President of the Canadian Space Agency
- In office March 2015 – 3 September 2020
- Appointed by: Stephen Harper
- Preceded by: Luc Brûlé (acting) Walter Natynczyk
- Succeeded by: Lisa Campbell

Military service
- Allegiance: Canadian Armed Forces
- Years of service: 1978–1998

= Sylvain Laporte =

Previous CSA President

Sylvain Laporte is a Canadian Armed Forces veteran who served as the 11th president of the Canadian Space Agency from March 2015 until September 3, 2020.

== Early life ==
Sylvain Laporte was born in Quebec, Canada. Due to his father serving in the Canadian Armed Forces (CAF), he grew in various areas in Canada including Quebec, Alberta, and Ontario but also in Lahr, Germany.

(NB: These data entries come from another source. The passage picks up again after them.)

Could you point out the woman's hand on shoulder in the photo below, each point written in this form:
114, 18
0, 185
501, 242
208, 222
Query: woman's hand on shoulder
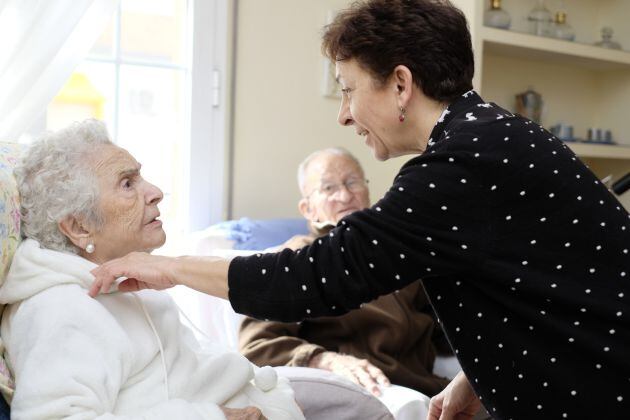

Laporte's hobbies include major renovations and fixing cars.

== Career ==

=== Canadian Forces ===
Sylvain Laporte started his career after getting a bachelor's degree in computer science and master's degree in computer engineering from the Royal Military College of Canada (RMC), Sylvain Laporte earned his two degrees while serving in the military from 1978–1989 as an aerospace engineer.

=== Canada Post ===
After leaving the CAF, Sylvain Laporte joined Canada Post as director of information technology. He held this post for two years before becoming director for retail. He held this role for five years, before becoming director of logistics, which he held for two years.

=== Industry Canada ===
After leaving Canada Post in 2007, Laporte was hired as chief informatics officer for Industry Canada. Laporte held this role for two years before becoming executive director of the Integrated Technologies Office within Industry Canada.

In April 2011, Laporte was hired as chief executive officer of the Canadian Intellectual Property Office, which he held for four years until March 2015.

=== Canadian Space Agency president ===
In March 2015, Laporte was appointed as the 11th Canadian Space Agency (CSA) president, taking over from Luc Brule who had been serving as interim president following the departure of Walter Natynczyk. On October 21, 2019, Laporte appeared at the International Astronautical Federation alongside representatives from various space organizations including NASA, ESA, JAXA, the Vikram Sarabhai Space Centre, Roscosmos and the Indian Space Research Organisation.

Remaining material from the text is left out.